The partnership marks a first for both companies-Nielsen's first step into online measurement and HotWired's first outside tracking deal.
"We've talked with a lot of people, but Nielsen has the best brand name in the business," said Rick Boyce, HotWired's advertising director. "They carry more clout than other services and consumers and businesses trust them."
Down the road, Nielsen plans to independently monitor HotWired's traffic from its own remote servers and launch an Internet measurement service for agencies and advertisers.
"Hopefully, we'll monitor traffic at lots of commercial Web sites," said Tom DuBois, director of business strategies at Nielsen. "We're developing two measurement models: subscription-based and non-subscription-based."
HotWired has more than 200,000 registered members and gets about 40,000 visitors each week.

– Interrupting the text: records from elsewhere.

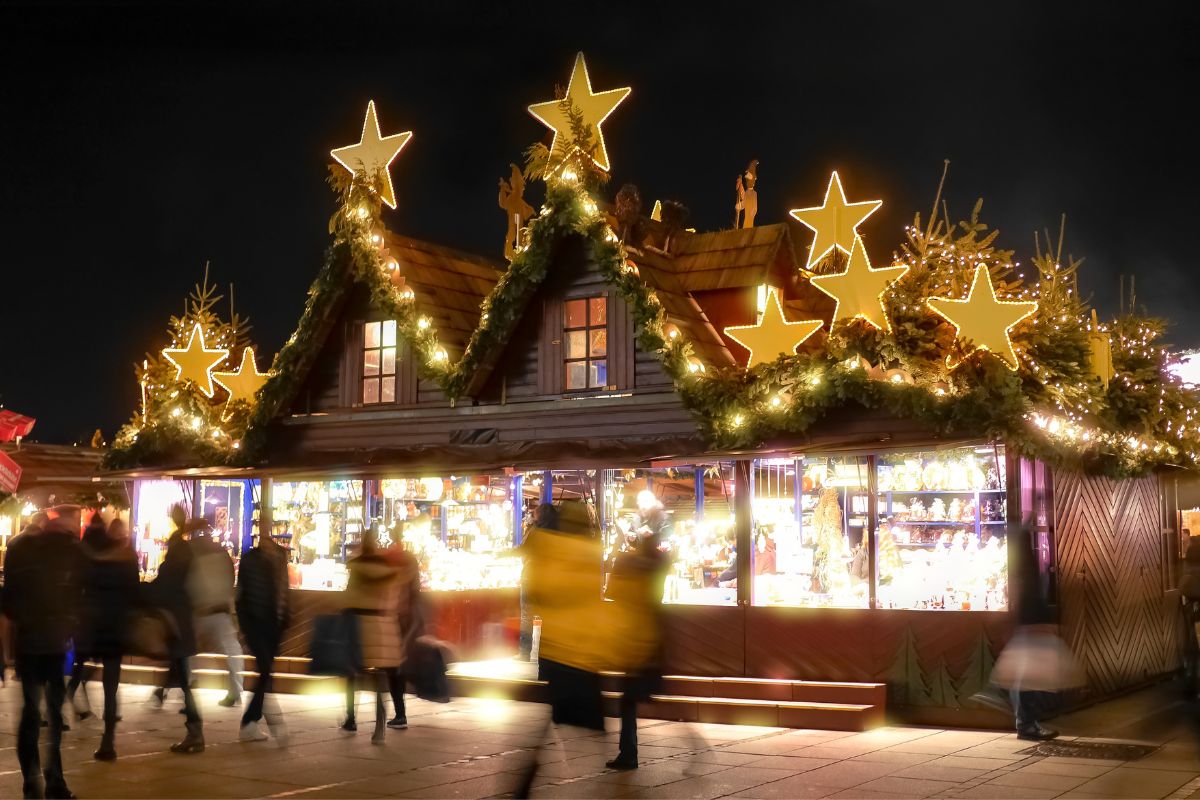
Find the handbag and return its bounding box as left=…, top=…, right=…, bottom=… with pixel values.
left=127, top=609, right=178, bottom=661
left=406, top=635, right=451, bottom=703
left=990, top=625, right=1086, bottom=692
left=309, top=612, right=363, bottom=676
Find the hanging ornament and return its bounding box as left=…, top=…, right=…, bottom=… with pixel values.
left=162, top=323, right=230, bottom=398
left=527, top=52, right=631, bottom=173
left=926, top=265, right=1038, bottom=370
left=789, top=171, right=882, bottom=269
left=331, top=100, right=413, bottom=209
left=723, top=288, right=822, bottom=368
left=1087, top=309, right=1114, bottom=388
left=212, top=346, right=270, bottom=417
left=809, top=235, right=908, bottom=332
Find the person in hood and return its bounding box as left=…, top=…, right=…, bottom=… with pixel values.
left=188, top=524, right=245, bottom=707
left=66, top=512, right=113, bottom=721
left=150, top=505, right=204, bottom=754
left=3, top=504, right=84, bottom=799
left=340, top=525, right=411, bottom=742
left=236, top=531, right=291, bottom=743
left=0, top=511, right=45, bottom=686
left=67, top=517, right=140, bottom=762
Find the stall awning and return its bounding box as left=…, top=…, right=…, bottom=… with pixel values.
left=0, top=410, right=36, bottom=443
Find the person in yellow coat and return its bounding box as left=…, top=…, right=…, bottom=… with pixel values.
left=522, top=499, right=608, bottom=730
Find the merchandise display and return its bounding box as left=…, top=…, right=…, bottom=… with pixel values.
left=271, top=480, right=362, bottom=591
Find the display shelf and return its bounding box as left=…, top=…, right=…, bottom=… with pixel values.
left=883, top=489, right=1006, bottom=495
left=893, top=520, right=975, bottom=526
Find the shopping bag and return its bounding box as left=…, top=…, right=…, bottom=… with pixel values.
left=407, top=635, right=452, bottom=703
left=309, top=613, right=362, bottom=676
left=127, top=610, right=178, bottom=661
left=990, top=625, right=1086, bottom=692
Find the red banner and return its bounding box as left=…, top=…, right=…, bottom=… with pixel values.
left=0, top=410, right=36, bottom=443
left=0, top=450, right=21, bottom=494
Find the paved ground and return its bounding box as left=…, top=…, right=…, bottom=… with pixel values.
left=3, top=680, right=1200, bottom=799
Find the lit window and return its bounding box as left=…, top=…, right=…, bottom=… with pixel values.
left=564, top=297, right=607, bottom=390
left=362, top=320, right=397, bottom=404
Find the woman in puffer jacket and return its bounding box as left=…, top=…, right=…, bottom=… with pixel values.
left=340, top=526, right=414, bottom=742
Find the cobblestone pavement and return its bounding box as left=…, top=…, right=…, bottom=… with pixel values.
left=2, top=681, right=1200, bottom=798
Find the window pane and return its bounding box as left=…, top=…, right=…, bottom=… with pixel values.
left=382, top=320, right=397, bottom=347
left=589, top=360, right=607, bottom=388
left=382, top=347, right=396, bottom=376
left=363, top=348, right=380, bottom=376
left=589, top=329, right=607, bottom=357
left=364, top=321, right=381, bottom=349
left=565, top=299, right=587, bottom=329
left=566, top=361, right=587, bottom=390
left=363, top=378, right=379, bottom=404
left=589, top=297, right=607, bottom=326
left=566, top=330, right=587, bottom=359
left=381, top=376, right=396, bottom=403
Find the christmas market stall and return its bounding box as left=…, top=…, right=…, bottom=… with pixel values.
left=103, top=55, right=1200, bottom=727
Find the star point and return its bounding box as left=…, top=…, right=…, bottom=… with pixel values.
left=927, top=264, right=1038, bottom=370
left=213, top=347, right=270, bottom=418
left=331, top=100, right=413, bottom=209
left=528, top=52, right=630, bottom=173
left=162, top=324, right=230, bottom=398
left=790, top=172, right=882, bottom=269
left=724, top=288, right=823, bottom=369
left=809, top=236, right=908, bottom=332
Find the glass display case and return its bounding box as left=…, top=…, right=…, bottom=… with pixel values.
left=875, top=446, right=1009, bottom=610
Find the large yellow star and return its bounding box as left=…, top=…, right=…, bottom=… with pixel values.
left=723, top=288, right=823, bottom=369
left=790, top=172, right=883, bottom=269
left=331, top=100, right=413, bottom=209
left=810, top=235, right=909, bottom=332
left=927, top=264, right=1038, bottom=370
left=162, top=323, right=229, bottom=398
left=212, top=346, right=270, bottom=416
left=527, top=52, right=631, bottom=173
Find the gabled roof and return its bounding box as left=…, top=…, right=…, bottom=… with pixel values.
left=669, top=224, right=799, bottom=291
left=636, top=258, right=737, bottom=368
left=387, top=234, right=503, bottom=356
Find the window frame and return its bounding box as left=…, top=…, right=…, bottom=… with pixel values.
left=562, top=295, right=610, bottom=392
left=360, top=319, right=399, bottom=406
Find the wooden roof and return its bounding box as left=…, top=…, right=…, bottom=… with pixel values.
left=668, top=224, right=799, bottom=291
left=387, top=234, right=503, bottom=355
left=636, top=258, right=737, bottom=368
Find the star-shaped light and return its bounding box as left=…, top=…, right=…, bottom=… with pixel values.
left=212, top=346, right=270, bottom=416
left=331, top=100, right=413, bottom=209
left=162, top=323, right=229, bottom=398
left=527, top=52, right=630, bottom=173
left=723, top=288, right=823, bottom=369
left=790, top=171, right=882, bottom=269
left=927, top=264, right=1039, bottom=370
left=810, top=236, right=909, bottom=332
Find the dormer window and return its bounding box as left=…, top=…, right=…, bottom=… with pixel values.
left=362, top=320, right=397, bottom=404
left=564, top=297, right=607, bottom=390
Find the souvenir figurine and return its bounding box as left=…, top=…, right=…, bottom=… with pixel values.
left=930, top=497, right=947, bottom=521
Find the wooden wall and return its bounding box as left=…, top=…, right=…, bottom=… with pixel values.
left=1052, top=469, right=1182, bottom=695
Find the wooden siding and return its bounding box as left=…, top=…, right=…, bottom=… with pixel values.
left=1052, top=470, right=1182, bottom=695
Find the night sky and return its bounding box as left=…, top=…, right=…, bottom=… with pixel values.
left=3, top=1, right=1198, bottom=443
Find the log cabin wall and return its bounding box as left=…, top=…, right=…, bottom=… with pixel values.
left=1052, top=469, right=1183, bottom=695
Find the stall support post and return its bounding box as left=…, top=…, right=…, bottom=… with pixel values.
left=363, top=479, right=375, bottom=528
left=511, top=474, right=524, bottom=546
left=240, top=479, right=254, bottom=555
left=130, top=479, right=142, bottom=555
left=541, top=470, right=553, bottom=504
left=258, top=477, right=273, bottom=546
left=694, top=467, right=704, bottom=522
left=191, top=480, right=204, bottom=522
left=793, top=458, right=804, bottom=529
left=734, top=459, right=753, bottom=607
left=866, top=455, right=878, bottom=610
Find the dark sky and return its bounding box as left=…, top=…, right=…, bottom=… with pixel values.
left=3, top=0, right=1198, bottom=443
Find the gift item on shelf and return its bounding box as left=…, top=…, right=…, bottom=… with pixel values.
left=929, top=497, right=947, bottom=521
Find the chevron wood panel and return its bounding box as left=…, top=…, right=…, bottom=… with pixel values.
left=1053, top=470, right=1179, bottom=695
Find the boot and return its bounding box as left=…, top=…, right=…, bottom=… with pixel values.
left=170, top=721, right=205, bottom=754
left=94, top=728, right=117, bottom=761
left=1016, top=722, right=1059, bottom=741
left=43, top=771, right=75, bottom=800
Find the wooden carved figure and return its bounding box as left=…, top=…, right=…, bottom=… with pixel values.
left=741, top=159, right=759, bottom=228
left=498, top=164, right=534, bottom=261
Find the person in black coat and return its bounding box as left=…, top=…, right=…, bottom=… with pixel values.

A four-week advertising sponsorship costs $15,000.
"At this point, Nielsen hasn't added much to the party because HotWired already does a great job," said John Nardone, director of consumer products marketing at Modem Media, Westport, Conn., agency for HotWired advertisers AT&T and Coors Brewing Co.'s Zima. "Overall, there may be a role for a third party to authenticate measurement, although it's not essential in this medium because traffic is trackable by advertisers."
Still, the Coalition for Advertising Supported Information and Entertainment-a joint venture of the American Association of Advertising Agencies and the Association of National Advertisers-has called for third-party audience measurement for online ventures.
Bill Harvey, president-CEO of consultancy Next Century Media, New Paltz, N.Y., which is working with CASIE on such a measurement system, said there is a strong need for research and standards to keep online publishers from providing inflated or meaningless site traffic reports.
"The medium is the measurement to some extent," he said. "Imagine if the broadcast networks had separate reports and not a big-picture report like Nielsen. It'd be chaos. And that's what interactive media will be without an aggregate that can view online as a whole."
Of the Nielsen-HotWired alliance, Mr. Harvey said, "Someone had to go first and be audited by a third party. It's great to see HotWired taking leadership."
New tracking services like Internet Profiles Corp.'s I/Count, Delahaye Group's NetBench and Digital Planet's NetCount are emerging to measure online traffic and compete with traditional research providers like Nielsen and Arbitron.
Nielsen has also formed an alliance with Yankelovich Partners and ASI Market Research called ANYwhere Online to develop a range of research services for measuring online media.
"The nature of the technology and the way information is gathered will change dramatically in the next year," said Modem's Mr. Nardone. "There'll be a whole new slew of players to work with by then."